In our EAMG experiment, miR-29a/b-1 HET mice did not display higher anti-AChR antibody titers and the affinity of their anti-AChR antibodies was not altered either. Similarly, in MG patients, the severity of the disease is not correlated with the antibody titer [1], and it is correlated with the degree of thymic follicular hyperplasia [27]. However, we did not observe increased B cell infiltration and follicular hyperplasia in the thymus nor did we observe increased expression of chemokines susceptible to induce B cell recruitment. It should be noted that while the EAMG model with WT C57BL/6 mice leads to the production of anti-AChR antibodies and muscular symptoms as for MG patients, this model does not show any of the thymic abnormalities observed in the human disease [28]. In mice, a strong combination of inflammation and CXCL13 overexpression seems mandatory to initiate thymic B cell recruitment [29, 8].

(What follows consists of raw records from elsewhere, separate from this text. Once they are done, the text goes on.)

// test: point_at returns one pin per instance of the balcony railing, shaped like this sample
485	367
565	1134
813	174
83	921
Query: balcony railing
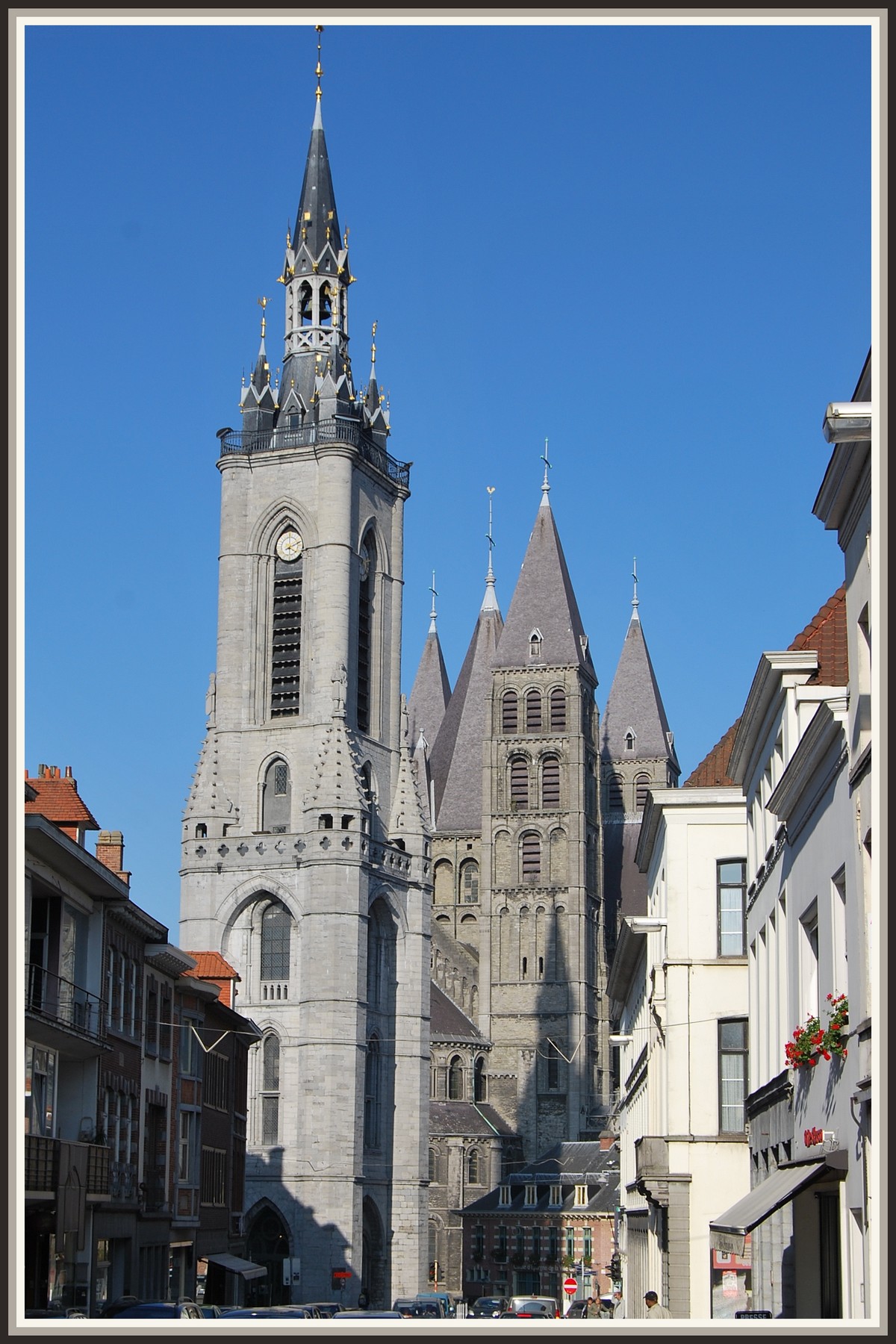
43	1157
311	436
65	1003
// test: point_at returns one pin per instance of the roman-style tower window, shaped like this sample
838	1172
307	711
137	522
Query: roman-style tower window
470	880
531	853
519	784
276	799
364	632
551	783
558	710
509	712
287	638
276	937
455	1078
270	1089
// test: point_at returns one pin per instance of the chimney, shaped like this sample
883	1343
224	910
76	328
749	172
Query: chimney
111	851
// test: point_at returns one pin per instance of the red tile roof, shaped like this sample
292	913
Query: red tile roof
712	771
827	635
211	965
58	800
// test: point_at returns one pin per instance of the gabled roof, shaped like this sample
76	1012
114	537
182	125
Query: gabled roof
712	771
455	759
544	601
635	702
448	1021
55	797
827	635
430	692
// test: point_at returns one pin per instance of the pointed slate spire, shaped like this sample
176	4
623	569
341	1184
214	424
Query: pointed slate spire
635	705
455	761
544	601
432	688
316	275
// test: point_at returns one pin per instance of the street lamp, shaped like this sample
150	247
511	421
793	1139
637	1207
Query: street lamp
848	423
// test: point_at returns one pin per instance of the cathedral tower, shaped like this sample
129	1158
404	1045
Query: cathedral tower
305	855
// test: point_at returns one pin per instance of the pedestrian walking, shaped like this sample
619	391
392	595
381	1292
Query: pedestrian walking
655	1310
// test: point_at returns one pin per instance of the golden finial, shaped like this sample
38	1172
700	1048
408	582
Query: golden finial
319	28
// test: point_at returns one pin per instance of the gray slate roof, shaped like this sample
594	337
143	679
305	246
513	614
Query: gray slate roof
635	702
455	759
544	600
448	1021
465	1117
430	692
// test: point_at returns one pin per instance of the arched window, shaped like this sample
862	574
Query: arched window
373	1095
558	710
276	797
509	712
531	851
276	937
470	880
455	1080
551	783
270	1089
519	784
367	562
287	632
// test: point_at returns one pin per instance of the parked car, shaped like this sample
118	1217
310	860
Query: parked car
411	1307
160	1310
541	1307
276	1313
358	1312
324	1308
488	1307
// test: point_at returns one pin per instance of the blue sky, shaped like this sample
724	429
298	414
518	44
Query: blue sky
648	243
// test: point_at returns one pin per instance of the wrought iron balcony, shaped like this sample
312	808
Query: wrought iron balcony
341	430
65	1004
43	1163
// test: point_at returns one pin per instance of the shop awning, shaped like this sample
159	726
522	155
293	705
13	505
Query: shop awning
729	1230
234	1265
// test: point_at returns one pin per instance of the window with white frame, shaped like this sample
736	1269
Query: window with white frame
731	887
732	1075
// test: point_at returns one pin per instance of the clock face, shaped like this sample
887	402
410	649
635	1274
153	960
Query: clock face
289	546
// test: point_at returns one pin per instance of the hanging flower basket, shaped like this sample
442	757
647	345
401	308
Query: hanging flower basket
815	1042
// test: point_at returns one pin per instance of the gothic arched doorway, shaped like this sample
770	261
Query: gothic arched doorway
267	1245
374	1269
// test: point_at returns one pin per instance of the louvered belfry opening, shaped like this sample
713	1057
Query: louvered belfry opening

It was previously published that the regulation of ifnar1 expression by miR-29a was a likely molecular mediator [5]. We did not observe an increased thymic expression of Ifnar1 either because the decrease in miR-29a/b1 in heterozygous mice was not sufficient or because mRNA analyses were done in whole thymus and not in purified TECs. Ifnar2 mRNA expression, that could also be targeted by miR-29a (www.targetscan.org), was not altered either. However, in our EAMG experiment, we showed the overexpression of thymic IFN-β mRNA in miR-29a/b1 HET as compared to WT mice. In WT C57BL/6 mice, a thymic increase in Ifn-β promotes the overexpression of chemokines such as CXCL13 and CCL21 that favor B cell recruitment [4]. It is possible that in heterozygous miR-29 mice the level of Ifn-β was not sufficient to trigger the expression of these chemokines and a subsequent B cell recruitment. It was nevertheless strongly associated with the overexpression of Baff, and the differentiation of Th17 associated with increased expression of Il-6, Il-17a, and Il-21 mRNA. BAFF expression in increased in MG thymus [4]. BAFF is known to induce the expansion of activated B cells and their survival but no increased number of B cells was detected in EAMG WT and miR-29 HET mice. Recent research works have also demonstrated that BAFF can promote T cell activation, proliferation, and differentiation, in particular for Th17 cells [30]. Zhou et al. demonstrated that constitutive overexpression of Baff in transgenic mice promotes the generation of Th17 cells and aggravates experimental autoimmune encephalomyelitis (EAE) [31]. A decrease in Tgf-β1 was also detected in the thymus of miR-29-deficient mice in the EAMG model. Tgf-β1 plays an important role in controlling autoimmunity and abnormal inflammation by providing signals limiting immune activation and in particular suppressing Th17 cells expansion [32]. At low concentrations, Tgf-β1 synergizes with IL-6 and IL-21 favoring Th17 cell differentiation [33]. In the human MG disease, a Th17 signature is also observed in the thymus [34]. This Th17 signature could explain that miR-29a/b1 HET were more severely affected in the EAMG model.

Conclusion

So far, most of thymic miRNAs described as dysregulated in early-onset are associated with GC development, such as miR-7, miR-24, miR-139, miR-143, miR-145, miR-146, miR-150, miR-452, miR-548, or thymic inflammation, such as miR-125b and miR-146 [16]. Here, we showed that miR-29a/b1 seems also link to thymic inflammation. In mouse, if a decrease of miR-29a/b1 can optimized IFN-I signalization by modulating Ifnar1 mRNA expression in TECs [5], it could also lead to Ifn-β mRNA expression in the context of EAMG, in addition to other pro-inflammatory cytokines such as Il-6, Il-17a, and Il-21. In the human thymus, a decreased expression of miR-29a-3p was observed in MG patients and also in TECs upon IFN-β treatment. Yet, it is not clear if the decreased expression of miR-29 subtypes in MG is either a consequence or a causative factor of the thymic inflammation. Anyhow, our results indicated that a reduction in miR-29 subtypes may contribute to the pathophysiological process involved in MG by favoring the emergence of pro-inflammatory Th17 cells.